With some exceptions, none of the survey, design and construction activities mentioned above are permitted without an SRO membership. Failure to comply with this requirement could result in criminal or administrative liability.
Both Russian and foreign legal entities may be members of an SRO. SRO membership fees depend on the type of activity and may be substantial.
In addition, some construction-related activities are still subject to licensing requirements. Examples of these activities include the installation of firefighting systems or the operation of some industrial facilities classified as posing fire or explosion hazards.
In July 2016, important amendments to the Town Planning Code concerning SROs and admission to the above mentioned survey, design and construction activities were approved by Federal Law No. 372-FZ dated 3 July 2016 (the “SROs Amendments”). Most amendments came into force on 1 July 2017 (with some exceptions mainly concerning a new approach to the organisation of SROs’ activities and the management of SROs, which became effective on 4 July 2016).
The most significant changes imposed by the SROs Amendments are the following:
- SROs for construction companies operate on a regional basis (i.e. any construction company must be a member of the SRO which is registered in the region of the Russian Federation in which such construction company is itself registered).
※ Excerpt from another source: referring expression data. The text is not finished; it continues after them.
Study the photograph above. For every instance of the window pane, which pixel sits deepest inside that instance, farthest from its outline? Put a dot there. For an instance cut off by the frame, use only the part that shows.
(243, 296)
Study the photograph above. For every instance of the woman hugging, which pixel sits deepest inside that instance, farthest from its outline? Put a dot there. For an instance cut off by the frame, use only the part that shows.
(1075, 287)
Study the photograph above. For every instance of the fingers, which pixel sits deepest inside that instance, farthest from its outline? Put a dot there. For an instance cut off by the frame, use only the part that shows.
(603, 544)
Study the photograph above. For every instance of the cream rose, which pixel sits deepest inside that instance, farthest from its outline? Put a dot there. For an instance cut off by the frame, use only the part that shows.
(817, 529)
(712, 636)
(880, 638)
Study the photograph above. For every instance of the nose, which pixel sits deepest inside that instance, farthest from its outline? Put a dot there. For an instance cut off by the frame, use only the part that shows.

Exceptions from this regional registration principle are only provided for foreign legal entities and Russian companies incorporated in regions where no construction SRO was incorporated.
- All admission certificates issued by SROs were invalidated as of 1 July 2017. Therefore, the only document confirming the right to perform survey, design and construction activities will be an extract from the register of an SRO’s members (which will be valid for one month from the date of its issuance).
- Technical customers must be members of an SRO in order to legally perform their activities.
- In addition to the general indemnification fund (securing liabilities of SRO members in the event of personal injury or property damage resulting from the destruction or damage to a building or structure), there are some cases when SROs are required to set up another compensation fund securing contractual liabilities of the SRO’s members for non-fulfilment or improper fulfilment of their contractual obligations under the agreements concluded through tender procedures (i.e. under agreements with public authorities, or state, municipalities and other publicly-owned counterparties).
- The SROs Amendments also regulate in detail requirements applicable to (i) SROs; (ii) SRO members (such as an obligation to hire at least two postgraduate engineers having sufficient work experience and listed in the national register of specialists); (iii) special standards and internal documents of SROs; and (iv) other related organisational aspects of SROs’ activities.